PEX with included Python interpreter

You can include a Python interpreter in your PEX by adding --scie eager to your pex command line. Instead of a traditional PEP-441 PEX zip file, you’ll get a native executable that contains both a Python interpreter and your PEX’d code.

Background

Traditional PEX files allow you to build and ship a hermetic Python application environment to other machines by just copying the PEX file there. There is a major caveat though: the machine must have a Python interpreter installed and on the PATH that is compatible with the application for the PEX to be able to run. Complicating things further, when executing the PEX file directly (e.g.: ./my.pex), the PEX’s shebang must align with the names of Python binaries installed on the machine. If the shebang is looking for python but the machine only has python3 - even if the underlying Python interpreter would be compatible - the operating system will fail to launch the PEX file. This usually can be mitigated by using --sh-boot to alter the boot mechanism from Python to a Posix-compatible shell at /bin/sh. Although almost all Posix-compatible systems have a /bin/sh shell, that still leaves the problem of having a compatible Python pre-installed on that system as well.

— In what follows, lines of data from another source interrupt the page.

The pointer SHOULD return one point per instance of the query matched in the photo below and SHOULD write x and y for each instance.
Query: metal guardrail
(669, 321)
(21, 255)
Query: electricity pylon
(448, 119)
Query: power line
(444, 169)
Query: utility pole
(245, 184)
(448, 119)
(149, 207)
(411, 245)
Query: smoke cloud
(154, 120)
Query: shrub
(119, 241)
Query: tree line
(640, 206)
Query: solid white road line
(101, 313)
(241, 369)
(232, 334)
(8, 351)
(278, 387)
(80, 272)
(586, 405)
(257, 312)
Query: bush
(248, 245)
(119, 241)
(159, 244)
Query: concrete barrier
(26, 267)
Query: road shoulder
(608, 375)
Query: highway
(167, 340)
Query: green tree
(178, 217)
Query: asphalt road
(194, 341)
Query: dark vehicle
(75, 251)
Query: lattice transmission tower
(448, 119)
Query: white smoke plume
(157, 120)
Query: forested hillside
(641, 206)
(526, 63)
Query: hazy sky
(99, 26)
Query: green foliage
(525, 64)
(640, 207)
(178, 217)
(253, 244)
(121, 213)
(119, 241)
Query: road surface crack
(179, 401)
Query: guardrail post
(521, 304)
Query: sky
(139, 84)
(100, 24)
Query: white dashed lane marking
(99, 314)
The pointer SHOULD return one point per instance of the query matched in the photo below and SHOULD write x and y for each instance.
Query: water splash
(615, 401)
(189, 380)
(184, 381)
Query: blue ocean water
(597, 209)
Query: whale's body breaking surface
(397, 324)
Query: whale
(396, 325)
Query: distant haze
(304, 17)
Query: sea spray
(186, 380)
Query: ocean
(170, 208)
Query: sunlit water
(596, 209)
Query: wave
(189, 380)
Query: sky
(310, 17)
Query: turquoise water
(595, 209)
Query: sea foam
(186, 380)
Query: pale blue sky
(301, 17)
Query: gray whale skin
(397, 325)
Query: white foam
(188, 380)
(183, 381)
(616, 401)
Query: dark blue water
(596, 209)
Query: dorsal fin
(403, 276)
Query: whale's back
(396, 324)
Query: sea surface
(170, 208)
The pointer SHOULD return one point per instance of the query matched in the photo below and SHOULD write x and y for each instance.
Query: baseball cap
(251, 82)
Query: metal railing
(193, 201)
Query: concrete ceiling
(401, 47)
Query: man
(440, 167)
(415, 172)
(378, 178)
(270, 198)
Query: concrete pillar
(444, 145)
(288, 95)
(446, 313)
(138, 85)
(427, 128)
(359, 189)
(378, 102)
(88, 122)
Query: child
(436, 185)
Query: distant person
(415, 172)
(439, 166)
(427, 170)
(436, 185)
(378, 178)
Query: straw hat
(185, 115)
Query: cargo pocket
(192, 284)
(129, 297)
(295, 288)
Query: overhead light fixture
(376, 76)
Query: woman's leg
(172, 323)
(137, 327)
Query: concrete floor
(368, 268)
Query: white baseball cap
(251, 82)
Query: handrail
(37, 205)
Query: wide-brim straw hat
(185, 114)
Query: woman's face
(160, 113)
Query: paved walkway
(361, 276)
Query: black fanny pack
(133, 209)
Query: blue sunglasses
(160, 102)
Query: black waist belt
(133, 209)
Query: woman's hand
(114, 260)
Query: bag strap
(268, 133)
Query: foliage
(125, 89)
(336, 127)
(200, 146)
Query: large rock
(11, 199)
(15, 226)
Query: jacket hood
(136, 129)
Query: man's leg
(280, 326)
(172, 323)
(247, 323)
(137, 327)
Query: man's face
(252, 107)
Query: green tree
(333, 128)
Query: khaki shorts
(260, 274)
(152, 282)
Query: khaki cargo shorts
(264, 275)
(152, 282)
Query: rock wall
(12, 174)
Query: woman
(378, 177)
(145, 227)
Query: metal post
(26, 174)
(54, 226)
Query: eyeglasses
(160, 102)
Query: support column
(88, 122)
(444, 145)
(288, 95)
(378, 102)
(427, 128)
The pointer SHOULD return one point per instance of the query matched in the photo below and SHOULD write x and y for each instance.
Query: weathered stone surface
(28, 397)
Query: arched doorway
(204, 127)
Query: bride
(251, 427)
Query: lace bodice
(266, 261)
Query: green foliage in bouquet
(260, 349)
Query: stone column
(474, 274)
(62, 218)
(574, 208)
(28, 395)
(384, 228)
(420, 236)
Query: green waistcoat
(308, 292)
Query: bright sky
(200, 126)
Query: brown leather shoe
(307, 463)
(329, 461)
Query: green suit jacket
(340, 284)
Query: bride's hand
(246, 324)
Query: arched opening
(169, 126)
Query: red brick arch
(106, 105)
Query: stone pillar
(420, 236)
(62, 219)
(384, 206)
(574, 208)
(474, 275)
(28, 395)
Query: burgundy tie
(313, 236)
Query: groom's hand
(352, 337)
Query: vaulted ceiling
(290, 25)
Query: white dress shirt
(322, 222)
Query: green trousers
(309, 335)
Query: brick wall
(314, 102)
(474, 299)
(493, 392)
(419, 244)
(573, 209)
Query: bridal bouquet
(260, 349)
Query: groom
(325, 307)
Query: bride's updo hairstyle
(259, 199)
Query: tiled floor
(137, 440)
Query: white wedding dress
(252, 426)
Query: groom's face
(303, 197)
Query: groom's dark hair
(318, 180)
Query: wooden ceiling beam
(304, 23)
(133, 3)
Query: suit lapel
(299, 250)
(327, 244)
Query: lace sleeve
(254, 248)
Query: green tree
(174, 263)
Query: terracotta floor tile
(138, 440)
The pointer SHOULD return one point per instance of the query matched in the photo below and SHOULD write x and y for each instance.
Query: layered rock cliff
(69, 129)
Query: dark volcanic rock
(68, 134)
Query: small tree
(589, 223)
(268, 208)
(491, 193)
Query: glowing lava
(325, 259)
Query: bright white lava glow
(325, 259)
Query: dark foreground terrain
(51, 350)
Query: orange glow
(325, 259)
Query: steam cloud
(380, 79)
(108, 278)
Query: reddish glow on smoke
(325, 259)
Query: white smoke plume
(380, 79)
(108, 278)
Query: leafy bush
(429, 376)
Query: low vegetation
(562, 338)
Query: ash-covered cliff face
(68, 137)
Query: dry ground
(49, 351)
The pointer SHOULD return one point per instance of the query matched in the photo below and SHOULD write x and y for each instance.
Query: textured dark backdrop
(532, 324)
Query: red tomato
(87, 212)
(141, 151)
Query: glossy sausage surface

When you add the --scie eager option to your pex command line, Pex uses the science projects to produce what is known as a scie (pronounced like “ski”) binary powered by the Python Standalone Builds CPython distributions or the distributions released by PyPy depending on which interpreter your PEX targets. The end product looks and behaves like a traditional PEX except in two aspects:

  • The PEX scie file is larger than the equivalent PEX file since it contains a Python distribution.

  • The PEX scie file is a native executable binary.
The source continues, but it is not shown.